We compared HWVoteRank with NIBNA and CBNA, two of the most popular methods for identifying coding and non-coding cancer drivers, in the number of predicted cancer driver of gene with mutations in the top 50 genes. The comparison results are shown in Figure 4. It is demonstrated that the proposed HWVoteRank approach outperforms the other two methods in top 50. Therefore, methods based on key node identification can effectively identify cancer drivers of genes with mutations. It is a novel development direction to identify cancer drivers in biological network by the algorithms for identifying the key nodes in the network.

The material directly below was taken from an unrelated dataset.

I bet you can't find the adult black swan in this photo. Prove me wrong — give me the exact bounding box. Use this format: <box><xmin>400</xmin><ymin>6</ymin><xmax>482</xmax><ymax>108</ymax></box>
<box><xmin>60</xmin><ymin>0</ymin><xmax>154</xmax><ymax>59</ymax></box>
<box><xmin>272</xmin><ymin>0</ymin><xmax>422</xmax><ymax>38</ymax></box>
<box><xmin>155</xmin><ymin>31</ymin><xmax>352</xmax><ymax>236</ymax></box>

3.3. Identifying Cancer Drivers of Coding Gene without Mutations

To evaluate the ability of HWVoteRank in discovering cancer drivers of coding genes without mutations, Go enrichment analysis of biological processes (BP) and molecular functions (MF) were performed by online software DAVID. We selected the top 50 predicted candidate cancer drivers of coding genes without mutations. The top 10 enriched terms of GO BP and GO MF involved with the highest number of predicted coding genes without mutations, and the top 20 coding genes without mutations with the highest frequency in the top 10 enriched terms, were selected. The results of the enrichment analysis are presented as heatmaps in Figure 5, and the corresponding terms of biological processes and molecular functions are provided in Table A1 and Table A2 of Appendix A. Two heatmaps show that there is a significant association between coding genes without mutations and the enrichment terms of BP and MF. We conducted further analysis through literature research, and there is much evidence demonstrating those cancer-drivers of genes without mutations have biological significance. For example, CEBPB, involved both in BP and MF, promotes migration and invasion of breast cancer cell by deregulating the expression of CLDN4 [45]. Chen et al. [46] found that JunD activates proximal aromatase associated with breast cancer by integrating prostaglandin E2. FGF2 has been shown to promote breast cancer growth through independent ligand activation and interaction with MYC regulatory sequence [47]. RBPJ was identified as a medullary breast carcinoma autoantigens, which can block serological characteristics in breast cancer [48]. The expression of CEBPD is reduced by promoter methylation in the sum-52pe human breast cancer cell line and primary breast cancer [49], and the interaction between FOXP2 and FOXA2 can prevent metastasis of breast cancer [50].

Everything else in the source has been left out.